For a portion of their time at The British Library, Neal conducted primary research on Philips, some of whose original work is archived there.
“I got to actually look at one of the original manuscripts that her poetry was published in, and that was pretty fantastic,” Neal says. “I got to see it and hold it, and I have pictures of it now that I can use to help me in writing my paper.”
That electric excitement at accessing primary documents is one of the elements that Deanda wanted to Neal to experience first-hand. She knows the feeling, having spent time in some of the world’s most obscure and hard-to-access collections of Inquisition records, including the Secret Archives of the Vatican Library and L’Enfer—literally “The Hell”—a collection of historically forbidden literature in National Library of France. While researching in the Vatican archives, Deanda learned that the Roman inquisitorial documents were unavailable, and that the only place to find Roman Inquisition records was Trinity College Library in Dublin.
“The documents in Trinity College Library include papal letters but more importantly, for my research, records of the Roman Holy Office,” Deanda says. “We had access to denunciations, examinations of witnesses, and sentences of people who were accused of polygamy, sodomy, or lewdness, and especially the cases against priests who were accused of sexual solicitation in the confessional—a crime punished in canonical law that intersects the making and censoring of ‘forbidden’ literature.”
Deanda paired the Trinity College trip with a visit to the Private Case in the British Library, a special collection of erotic books that was originally segregated on grounds of obscenity and kept in lockable book cases. Today the collection is available to registered readers in the Rare Books & Manuscripts Reading Room with fewer restrictions. In London, Neal pored through a list of works Deanda assigned to her, summarizing and transcribing anything she believed would be helpful to Deanda’s work.
“I shared with her the scope of my research,” Deanda says. She told Neal, for instance, “This is what I’m looking for every time I read a ‘forbidden’ text. If you see a reference to economy just keep an eye in its development and my approach to the ‘economy of sex,’ for example, how much this prostitute costs, what is her ‘value’ in the market, and so on. It was great to have someone who was also in the literary field because she knew how to spot my interest and gather the information.”
In Ireland, Neal was primarily recording microfilms of pertinent texts in Latin, “which I completely can’t read,” she says. “I did read some of a manuscript for her that was in Spanish, two letters from and to a Mexican poet. I read that and transcribed as much as I possibly could. That was arduous because old Spanish is a lot harder to read than modern Spanish.”

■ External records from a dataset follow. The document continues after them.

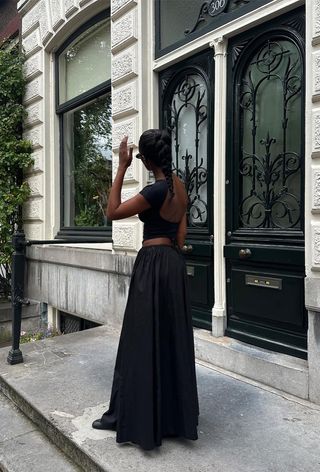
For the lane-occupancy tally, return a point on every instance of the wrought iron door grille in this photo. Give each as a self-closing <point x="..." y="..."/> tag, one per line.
<point x="270" y="160"/>
<point x="187" y="122"/>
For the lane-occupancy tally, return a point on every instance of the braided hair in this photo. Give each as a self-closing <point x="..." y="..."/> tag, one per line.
<point x="155" y="145"/>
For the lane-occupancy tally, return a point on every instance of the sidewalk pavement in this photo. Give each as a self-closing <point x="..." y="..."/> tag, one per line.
<point x="65" y="383"/>
<point x="23" y="448"/>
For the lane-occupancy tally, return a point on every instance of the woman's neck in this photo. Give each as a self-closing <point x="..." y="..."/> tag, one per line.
<point x="158" y="174"/>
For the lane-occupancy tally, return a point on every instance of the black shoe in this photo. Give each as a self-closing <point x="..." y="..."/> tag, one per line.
<point x="101" y="423"/>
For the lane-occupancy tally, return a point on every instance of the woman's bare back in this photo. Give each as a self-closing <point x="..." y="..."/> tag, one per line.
<point x="173" y="209"/>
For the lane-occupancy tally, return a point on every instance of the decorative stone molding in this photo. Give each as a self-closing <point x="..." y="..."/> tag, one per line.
<point x="32" y="43"/>
<point x="316" y="134"/>
<point x="84" y="2"/>
<point x="57" y="13"/>
<point x="125" y="128"/>
<point x="128" y="193"/>
<point x="38" y="162"/>
<point x="316" y="73"/>
<point x="38" y="15"/>
<point x="124" y="100"/>
<point x="132" y="174"/>
<point x="32" y="209"/>
<point x="124" y="65"/>
<point x="34" y="91"/>
<point x="316" y="246"/>
<point x="36" y="184"/>
<point x="35" y="136"/>
<point x="124" y="31"/>
<point x="34" y="66"/>
<point x="316" y="190"/>
<point x="119" y="7"/>
<point x="33" y="230"/>
<point x="316" y="17"/>
<point x="35" y="115"/>
<point x="125" y="235"/>
<point x="71" y="6"/>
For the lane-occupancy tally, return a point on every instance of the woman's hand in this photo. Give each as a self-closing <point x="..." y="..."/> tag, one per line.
<point x="125" y="157"/>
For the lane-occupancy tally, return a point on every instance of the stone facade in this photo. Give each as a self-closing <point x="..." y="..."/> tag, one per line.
<point x="45" y="26"/>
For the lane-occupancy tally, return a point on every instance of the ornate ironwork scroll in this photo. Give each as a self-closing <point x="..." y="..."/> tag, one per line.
<point x="214" y="8"/>
<point x="187" y="122"/>
<point x="270" y="170"/>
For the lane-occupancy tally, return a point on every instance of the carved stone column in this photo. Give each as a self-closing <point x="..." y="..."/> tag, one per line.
<point x="312" y="197"/>
<point x="219" y="310"/>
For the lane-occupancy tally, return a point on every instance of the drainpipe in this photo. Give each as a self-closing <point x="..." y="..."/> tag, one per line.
<point x="19" y="243"/>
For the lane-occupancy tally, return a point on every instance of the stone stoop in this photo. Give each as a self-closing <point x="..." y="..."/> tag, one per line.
<point x="23" y="448"/>
<point x="65" y="383"/>
<point x="281" y="371"/>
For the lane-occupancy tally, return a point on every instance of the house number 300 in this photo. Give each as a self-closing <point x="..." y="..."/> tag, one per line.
<point x="216" y="6"/>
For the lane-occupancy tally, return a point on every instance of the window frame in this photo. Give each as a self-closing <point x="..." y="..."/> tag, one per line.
<point x="101" y="233"/>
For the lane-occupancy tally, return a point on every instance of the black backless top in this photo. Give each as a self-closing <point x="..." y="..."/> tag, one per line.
<point x="154" y="225"/>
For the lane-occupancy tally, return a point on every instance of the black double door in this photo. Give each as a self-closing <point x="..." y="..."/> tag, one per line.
<point x="186" y="104"/>
<point x="264" y="248"/>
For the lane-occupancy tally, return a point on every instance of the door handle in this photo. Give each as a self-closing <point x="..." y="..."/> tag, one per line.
<point x="244" y="253"/>
<point x="187" y="248"/>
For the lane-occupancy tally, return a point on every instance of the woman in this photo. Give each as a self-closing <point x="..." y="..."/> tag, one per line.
<point x="154" y="391"/>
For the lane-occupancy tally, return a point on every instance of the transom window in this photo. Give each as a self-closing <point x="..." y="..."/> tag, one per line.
<point x="180" y="21"/>
<point x="83" y="103"/>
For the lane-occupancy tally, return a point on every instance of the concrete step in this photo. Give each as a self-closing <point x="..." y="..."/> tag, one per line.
<point x="283" y="372"/>
<point x="23" y="448"/>
<point x="65" y="383"/>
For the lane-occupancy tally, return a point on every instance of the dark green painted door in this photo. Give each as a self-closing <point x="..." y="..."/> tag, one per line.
<point x="186" y="104"/>
<point x="265" y="186"/>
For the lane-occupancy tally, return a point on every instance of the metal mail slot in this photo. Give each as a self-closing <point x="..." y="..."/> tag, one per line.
<point x="190" y="271"/>
<point x="266" y="282"/>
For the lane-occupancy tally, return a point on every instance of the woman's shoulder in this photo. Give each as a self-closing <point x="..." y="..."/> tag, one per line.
<point x="155" y="192"/>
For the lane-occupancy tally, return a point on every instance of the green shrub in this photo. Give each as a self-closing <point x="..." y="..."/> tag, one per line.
<point x="15" y="152"/>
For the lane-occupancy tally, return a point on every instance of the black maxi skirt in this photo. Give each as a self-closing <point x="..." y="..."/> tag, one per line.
<point x="154" y="391"/>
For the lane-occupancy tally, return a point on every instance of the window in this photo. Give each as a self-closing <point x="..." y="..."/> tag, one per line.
<point x="83" y="103"/>
<point x="180" y="21"/>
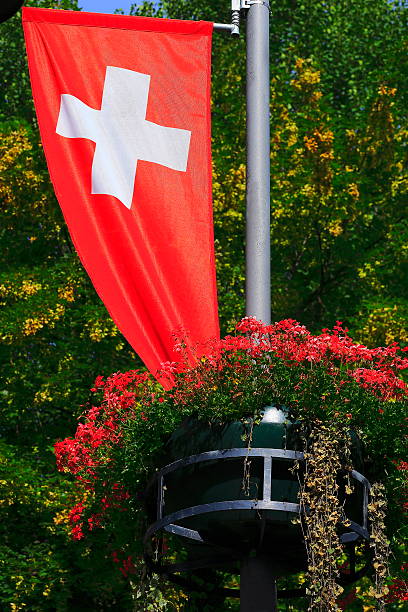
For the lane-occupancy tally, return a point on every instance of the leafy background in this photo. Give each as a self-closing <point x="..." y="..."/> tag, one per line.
<point x="339" y="251"/>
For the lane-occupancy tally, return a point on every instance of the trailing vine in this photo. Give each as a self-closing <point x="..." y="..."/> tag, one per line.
<point x="321" y="514"/>
<point x="377" y="509"/>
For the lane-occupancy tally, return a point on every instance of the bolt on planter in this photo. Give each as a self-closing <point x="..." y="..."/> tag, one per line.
<point x="228" y="502"/>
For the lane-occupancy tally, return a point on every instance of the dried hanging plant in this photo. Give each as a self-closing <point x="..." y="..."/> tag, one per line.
<point x="321" y="514"/>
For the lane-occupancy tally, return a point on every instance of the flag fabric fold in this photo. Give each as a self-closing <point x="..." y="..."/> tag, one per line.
<point x="123" y="106"/>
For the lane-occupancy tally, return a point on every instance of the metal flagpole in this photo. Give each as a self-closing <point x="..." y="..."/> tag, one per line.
<point x="258" y="582"/>
<point x="258" y="276"/>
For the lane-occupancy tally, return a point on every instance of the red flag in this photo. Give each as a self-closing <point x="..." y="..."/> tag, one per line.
<point x="123" y="109"/>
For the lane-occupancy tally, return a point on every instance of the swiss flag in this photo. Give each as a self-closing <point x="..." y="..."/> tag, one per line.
<point x="123" y="105"/>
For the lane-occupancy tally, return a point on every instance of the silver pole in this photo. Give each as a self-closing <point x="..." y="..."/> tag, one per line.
<point x="258" y="275"/>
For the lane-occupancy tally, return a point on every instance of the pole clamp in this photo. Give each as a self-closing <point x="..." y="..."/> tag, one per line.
<point x="238" y="5"/>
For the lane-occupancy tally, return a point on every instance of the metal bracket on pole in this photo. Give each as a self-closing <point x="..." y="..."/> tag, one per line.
<point x="236" y="7"/>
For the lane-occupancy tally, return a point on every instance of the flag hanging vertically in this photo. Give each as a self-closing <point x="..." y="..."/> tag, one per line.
<point x="123" y="106"/>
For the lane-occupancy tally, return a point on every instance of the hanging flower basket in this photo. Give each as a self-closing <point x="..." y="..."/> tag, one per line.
<point x="217" y="461"/>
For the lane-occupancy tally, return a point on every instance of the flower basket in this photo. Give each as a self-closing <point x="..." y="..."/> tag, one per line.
<point x="229" y="499"/>
<point x="231" y="477"/>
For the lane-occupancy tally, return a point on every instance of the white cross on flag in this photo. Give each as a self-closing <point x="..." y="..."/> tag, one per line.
<point x="123" y="109"/>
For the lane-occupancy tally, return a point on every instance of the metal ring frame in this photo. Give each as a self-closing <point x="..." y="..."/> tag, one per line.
<point x="169" y="522"/>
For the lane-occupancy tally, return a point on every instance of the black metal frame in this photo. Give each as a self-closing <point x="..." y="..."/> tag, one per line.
<point x="225" y="556"/>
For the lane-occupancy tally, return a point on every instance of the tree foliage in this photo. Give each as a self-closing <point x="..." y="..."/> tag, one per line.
<point x="338" y="226"/>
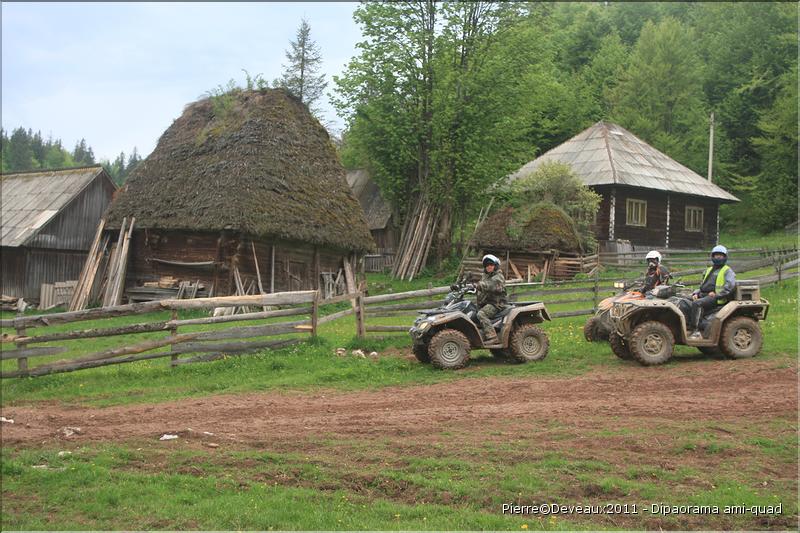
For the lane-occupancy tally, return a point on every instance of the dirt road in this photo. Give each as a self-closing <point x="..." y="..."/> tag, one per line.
<point x="728" y="390"/>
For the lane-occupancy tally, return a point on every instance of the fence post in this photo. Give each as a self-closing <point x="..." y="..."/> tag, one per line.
<point x="22" y="362"/>
<point x="358" y="307"/>
<point x="315" y="314"/>
<point x="172" y="333"/>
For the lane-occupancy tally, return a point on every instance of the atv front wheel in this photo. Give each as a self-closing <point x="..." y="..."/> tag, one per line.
<point x="528" y="343"/>
<point x="421" y="353"/>
<point x="449" y="349"/>
<point x="652" y="343"/>
<point x="619" y="346"/>
<point x="741" y="337"/>
<point x="500" y="353"/>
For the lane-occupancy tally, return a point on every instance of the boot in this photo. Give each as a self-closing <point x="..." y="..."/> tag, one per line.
<point x="490" y="337"/>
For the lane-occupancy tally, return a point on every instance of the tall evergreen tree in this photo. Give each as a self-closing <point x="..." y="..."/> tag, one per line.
<point x="301" y="73"/>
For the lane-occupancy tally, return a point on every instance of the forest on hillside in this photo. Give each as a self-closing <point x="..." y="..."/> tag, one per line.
<point x="446" y="98"/>
<point x="28" y="150"/>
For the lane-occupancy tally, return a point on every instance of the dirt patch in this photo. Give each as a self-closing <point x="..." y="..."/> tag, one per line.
<point x="724" y="391"/>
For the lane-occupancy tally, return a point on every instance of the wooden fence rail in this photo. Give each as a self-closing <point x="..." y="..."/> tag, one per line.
<point x="213" y="343"/>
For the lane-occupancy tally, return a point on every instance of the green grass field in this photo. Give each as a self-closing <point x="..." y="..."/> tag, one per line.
<point x="445" y="480"/>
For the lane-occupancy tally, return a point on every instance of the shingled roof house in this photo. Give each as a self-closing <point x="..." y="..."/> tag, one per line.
<point x="254" y="191"/>
<point x="648" y="198"/>
<point x="49" y="218"/>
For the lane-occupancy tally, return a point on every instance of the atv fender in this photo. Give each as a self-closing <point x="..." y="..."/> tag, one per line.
<point x="462" y="323"/>
<point x="536" y="313"/>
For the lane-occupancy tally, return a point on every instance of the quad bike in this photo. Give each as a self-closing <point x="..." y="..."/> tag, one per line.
<point x="444" y="336"/>
<point x="599" y="327"/>
<point x="648" y="330"/>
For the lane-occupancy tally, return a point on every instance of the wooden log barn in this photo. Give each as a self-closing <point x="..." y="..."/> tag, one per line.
<point x="380" y="219"/>
<point x="241" y="197"/>
<point x="48" y="221"/>
<point x="649" y="199"/>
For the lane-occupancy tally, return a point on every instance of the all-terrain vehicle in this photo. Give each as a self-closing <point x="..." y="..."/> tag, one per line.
<point x="599" y="326"/>
<point x="648" y="330"/>
<point x="444" y="336"/>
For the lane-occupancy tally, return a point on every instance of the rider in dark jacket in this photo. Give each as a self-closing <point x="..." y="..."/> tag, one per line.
<point x="492" y="297"/>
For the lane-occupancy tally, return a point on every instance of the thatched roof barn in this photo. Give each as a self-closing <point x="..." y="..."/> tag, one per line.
<point x="49" y="218"/>
<point x="527" y="241"/>
<point x="246" y="170"/>
<point x="649" y="199"/>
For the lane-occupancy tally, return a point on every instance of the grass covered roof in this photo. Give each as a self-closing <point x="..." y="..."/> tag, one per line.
<point x="253" y="161"/>
<point x="537" y="228"/>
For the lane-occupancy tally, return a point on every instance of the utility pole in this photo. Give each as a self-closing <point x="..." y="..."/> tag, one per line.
<point x="711" y="148"/>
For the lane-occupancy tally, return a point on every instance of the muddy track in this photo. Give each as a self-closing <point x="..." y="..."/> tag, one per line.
<point x="723" y="390"/>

While Deanda’s work is ongoing, she will be helping Neal finalize her project this fall, to be presented at the Undergraduate Conference in Medieval and Early Modern Studies in December at Moravian College in Bethlehem, Pennsylvania. Neal and Deanda also are working together to publish Neal’s research paper on Philips. Both say that while the research was exciting, it was thrilling just to walk into the libraries each day.
“To go to work in Dublin, we had to pass through the Long Room and see the Book of Kells every day,” Deanda says.
“It was absolutely awesome,” Neal says. “I got to do a lot of things I’ve dreamed of, things I never thought I’d get to do.”